Another useful way of thinking about it would be to multiply 3 by the number of household members by seven to get your weekly average. Or whatever seems appropriate. For example, our household: if I calculate Evelyn in for one adult serving per day for now, and three each for Jacob and me, then in a given summer week we need to put up 49 servings of fruits and/or vegetables.
At first, that struck me as pretty intimidating, but later, as I sliced dozens and dozens of tomatoes for drying, it didn't seem so bad. After all, a lot of preserving projects work best on the large scale anyway, and a serving is not as big as we tend to imagine it. That round of tomatoes probably accounted for nearly our week's total. A quart of apple sauce is, say, five or six servings, and last year we put up twelve quarts: 72 servings.

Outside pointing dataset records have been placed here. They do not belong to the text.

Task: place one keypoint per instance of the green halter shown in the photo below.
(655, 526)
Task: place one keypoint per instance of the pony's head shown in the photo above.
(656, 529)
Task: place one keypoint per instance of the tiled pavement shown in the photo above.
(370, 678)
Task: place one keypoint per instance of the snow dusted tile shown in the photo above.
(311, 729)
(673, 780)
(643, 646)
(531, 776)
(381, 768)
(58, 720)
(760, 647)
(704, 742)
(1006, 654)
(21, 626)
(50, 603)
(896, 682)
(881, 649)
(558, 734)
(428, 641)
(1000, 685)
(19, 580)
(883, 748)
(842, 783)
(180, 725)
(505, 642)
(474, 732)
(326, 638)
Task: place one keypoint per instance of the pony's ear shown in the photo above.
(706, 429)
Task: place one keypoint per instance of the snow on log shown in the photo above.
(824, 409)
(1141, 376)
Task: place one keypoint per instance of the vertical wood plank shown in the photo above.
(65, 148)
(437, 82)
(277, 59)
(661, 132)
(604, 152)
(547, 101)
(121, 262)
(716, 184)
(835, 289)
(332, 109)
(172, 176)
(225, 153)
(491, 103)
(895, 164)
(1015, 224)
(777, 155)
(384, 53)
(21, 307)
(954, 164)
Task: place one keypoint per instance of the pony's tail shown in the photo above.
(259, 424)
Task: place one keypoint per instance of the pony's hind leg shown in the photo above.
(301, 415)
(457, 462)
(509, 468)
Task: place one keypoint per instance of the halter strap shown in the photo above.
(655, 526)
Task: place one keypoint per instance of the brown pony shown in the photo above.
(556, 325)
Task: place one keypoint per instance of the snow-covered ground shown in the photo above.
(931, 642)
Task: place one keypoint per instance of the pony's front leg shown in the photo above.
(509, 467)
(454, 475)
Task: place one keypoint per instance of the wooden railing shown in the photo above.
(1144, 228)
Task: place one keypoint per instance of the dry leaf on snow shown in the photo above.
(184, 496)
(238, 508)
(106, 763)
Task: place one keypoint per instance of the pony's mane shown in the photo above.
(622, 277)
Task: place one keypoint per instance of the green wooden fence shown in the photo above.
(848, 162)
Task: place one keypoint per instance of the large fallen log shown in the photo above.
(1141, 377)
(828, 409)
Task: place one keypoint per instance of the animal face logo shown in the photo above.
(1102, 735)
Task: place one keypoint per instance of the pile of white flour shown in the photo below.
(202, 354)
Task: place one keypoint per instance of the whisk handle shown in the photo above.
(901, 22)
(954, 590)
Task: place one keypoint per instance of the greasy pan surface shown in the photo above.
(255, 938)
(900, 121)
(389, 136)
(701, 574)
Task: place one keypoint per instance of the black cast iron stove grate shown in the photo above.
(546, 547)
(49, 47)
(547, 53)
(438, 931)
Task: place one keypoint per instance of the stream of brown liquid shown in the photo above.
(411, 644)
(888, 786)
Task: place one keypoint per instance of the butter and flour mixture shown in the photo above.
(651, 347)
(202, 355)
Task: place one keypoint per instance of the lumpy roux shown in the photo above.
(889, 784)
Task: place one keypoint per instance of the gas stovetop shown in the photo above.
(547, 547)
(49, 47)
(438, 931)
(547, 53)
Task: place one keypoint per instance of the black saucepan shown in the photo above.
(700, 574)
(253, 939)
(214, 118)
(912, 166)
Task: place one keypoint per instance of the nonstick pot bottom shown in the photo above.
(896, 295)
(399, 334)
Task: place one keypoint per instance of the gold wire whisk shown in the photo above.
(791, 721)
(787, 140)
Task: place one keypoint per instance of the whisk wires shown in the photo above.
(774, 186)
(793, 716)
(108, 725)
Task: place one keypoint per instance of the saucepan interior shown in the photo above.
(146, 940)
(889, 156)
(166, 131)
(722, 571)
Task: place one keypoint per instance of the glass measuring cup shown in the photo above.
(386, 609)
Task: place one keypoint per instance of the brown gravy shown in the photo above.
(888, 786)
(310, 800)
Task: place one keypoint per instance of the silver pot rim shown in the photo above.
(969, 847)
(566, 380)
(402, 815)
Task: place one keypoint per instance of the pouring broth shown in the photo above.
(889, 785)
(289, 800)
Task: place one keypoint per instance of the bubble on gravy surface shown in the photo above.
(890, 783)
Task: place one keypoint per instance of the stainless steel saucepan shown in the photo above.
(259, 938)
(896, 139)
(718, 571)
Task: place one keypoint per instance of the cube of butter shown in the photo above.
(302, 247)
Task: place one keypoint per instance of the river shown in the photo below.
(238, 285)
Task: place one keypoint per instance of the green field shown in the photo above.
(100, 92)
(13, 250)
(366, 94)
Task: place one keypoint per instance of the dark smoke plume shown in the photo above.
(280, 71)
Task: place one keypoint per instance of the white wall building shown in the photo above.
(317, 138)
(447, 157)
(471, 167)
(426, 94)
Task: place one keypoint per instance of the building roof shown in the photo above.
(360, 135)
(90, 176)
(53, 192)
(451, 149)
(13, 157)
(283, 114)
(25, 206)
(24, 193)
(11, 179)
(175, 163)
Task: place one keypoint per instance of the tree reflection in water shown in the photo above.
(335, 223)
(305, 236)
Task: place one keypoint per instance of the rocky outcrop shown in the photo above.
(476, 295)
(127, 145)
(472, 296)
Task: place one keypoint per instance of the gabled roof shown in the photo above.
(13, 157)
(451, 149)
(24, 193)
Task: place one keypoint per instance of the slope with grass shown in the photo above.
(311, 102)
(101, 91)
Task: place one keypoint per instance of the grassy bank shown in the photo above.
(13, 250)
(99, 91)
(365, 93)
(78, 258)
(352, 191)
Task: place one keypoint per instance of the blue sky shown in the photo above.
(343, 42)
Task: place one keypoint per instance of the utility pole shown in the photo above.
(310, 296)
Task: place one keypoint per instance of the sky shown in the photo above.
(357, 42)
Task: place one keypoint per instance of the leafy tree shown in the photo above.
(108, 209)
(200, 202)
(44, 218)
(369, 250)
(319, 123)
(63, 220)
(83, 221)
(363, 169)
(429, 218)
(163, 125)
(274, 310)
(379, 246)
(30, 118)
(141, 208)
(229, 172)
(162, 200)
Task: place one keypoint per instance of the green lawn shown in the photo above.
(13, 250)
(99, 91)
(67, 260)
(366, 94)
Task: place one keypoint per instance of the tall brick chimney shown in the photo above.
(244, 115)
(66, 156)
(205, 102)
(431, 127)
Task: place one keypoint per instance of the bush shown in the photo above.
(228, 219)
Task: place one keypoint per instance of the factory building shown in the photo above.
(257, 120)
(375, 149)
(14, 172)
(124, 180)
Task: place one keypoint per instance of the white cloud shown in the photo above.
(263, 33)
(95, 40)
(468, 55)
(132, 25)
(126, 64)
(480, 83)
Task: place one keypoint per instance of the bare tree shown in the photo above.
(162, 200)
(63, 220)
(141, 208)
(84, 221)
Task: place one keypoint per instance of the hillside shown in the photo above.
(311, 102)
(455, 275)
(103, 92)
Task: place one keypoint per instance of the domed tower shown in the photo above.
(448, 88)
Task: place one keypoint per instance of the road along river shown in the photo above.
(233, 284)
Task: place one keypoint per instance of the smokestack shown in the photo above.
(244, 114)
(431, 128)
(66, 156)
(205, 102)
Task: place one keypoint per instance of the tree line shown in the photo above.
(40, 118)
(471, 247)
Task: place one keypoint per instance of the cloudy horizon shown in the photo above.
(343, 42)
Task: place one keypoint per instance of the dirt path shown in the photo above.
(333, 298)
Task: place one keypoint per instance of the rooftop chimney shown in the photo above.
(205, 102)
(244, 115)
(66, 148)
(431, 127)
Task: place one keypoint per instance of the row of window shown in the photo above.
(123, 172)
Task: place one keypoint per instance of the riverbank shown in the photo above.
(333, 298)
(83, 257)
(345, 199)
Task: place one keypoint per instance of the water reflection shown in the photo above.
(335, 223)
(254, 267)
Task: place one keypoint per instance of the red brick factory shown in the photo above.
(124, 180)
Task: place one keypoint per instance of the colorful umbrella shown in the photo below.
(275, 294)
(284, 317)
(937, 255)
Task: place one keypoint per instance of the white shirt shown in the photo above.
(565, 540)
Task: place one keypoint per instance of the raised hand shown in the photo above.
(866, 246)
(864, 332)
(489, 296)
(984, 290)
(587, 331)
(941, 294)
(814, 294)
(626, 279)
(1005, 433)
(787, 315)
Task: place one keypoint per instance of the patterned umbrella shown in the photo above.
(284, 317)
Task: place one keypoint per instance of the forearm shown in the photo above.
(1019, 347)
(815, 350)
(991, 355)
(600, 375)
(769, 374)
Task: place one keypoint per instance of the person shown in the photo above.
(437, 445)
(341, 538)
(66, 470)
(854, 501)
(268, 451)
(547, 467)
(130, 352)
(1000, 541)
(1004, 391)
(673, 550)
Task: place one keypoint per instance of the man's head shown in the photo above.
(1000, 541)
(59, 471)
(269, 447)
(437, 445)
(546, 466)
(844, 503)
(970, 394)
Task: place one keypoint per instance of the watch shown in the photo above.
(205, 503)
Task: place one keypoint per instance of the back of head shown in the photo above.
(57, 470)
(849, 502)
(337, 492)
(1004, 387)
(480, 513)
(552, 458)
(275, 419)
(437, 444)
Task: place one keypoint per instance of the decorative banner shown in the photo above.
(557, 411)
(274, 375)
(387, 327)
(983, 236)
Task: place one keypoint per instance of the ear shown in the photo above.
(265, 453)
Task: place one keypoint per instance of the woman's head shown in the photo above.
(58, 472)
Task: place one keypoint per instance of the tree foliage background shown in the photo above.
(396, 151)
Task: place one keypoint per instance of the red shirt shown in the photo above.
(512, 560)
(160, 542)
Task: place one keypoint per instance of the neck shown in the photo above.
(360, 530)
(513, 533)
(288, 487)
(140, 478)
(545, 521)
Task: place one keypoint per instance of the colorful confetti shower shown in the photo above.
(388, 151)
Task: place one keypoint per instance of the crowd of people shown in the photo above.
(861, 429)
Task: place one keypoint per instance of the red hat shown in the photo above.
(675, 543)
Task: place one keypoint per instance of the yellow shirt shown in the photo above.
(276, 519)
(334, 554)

Sauerkraut is another project where you end up with a lot pretty quickly, and for relatively little effort, and of course this sort of thing is where root cellaring really shines--think of the food value:time ratio of properly storing a pumpkin or a few pounds of carrots.
Obviously there's a lot to be said for estimating on the high side--there are going to be losses both small and large (a few nutrients destroyed by heat or time here, a squash rotted before you caught it there), and you never know when you're going to end up feeding more than the usual number of people. One of the joys of a well-stocked pantry has always been being able to feed guests without worrying. And you could just as well estimate for 4 servings per day or whatever, depending on how you prefer to eat. It's just a simple, obvious way of thinking about the question of how much is enough.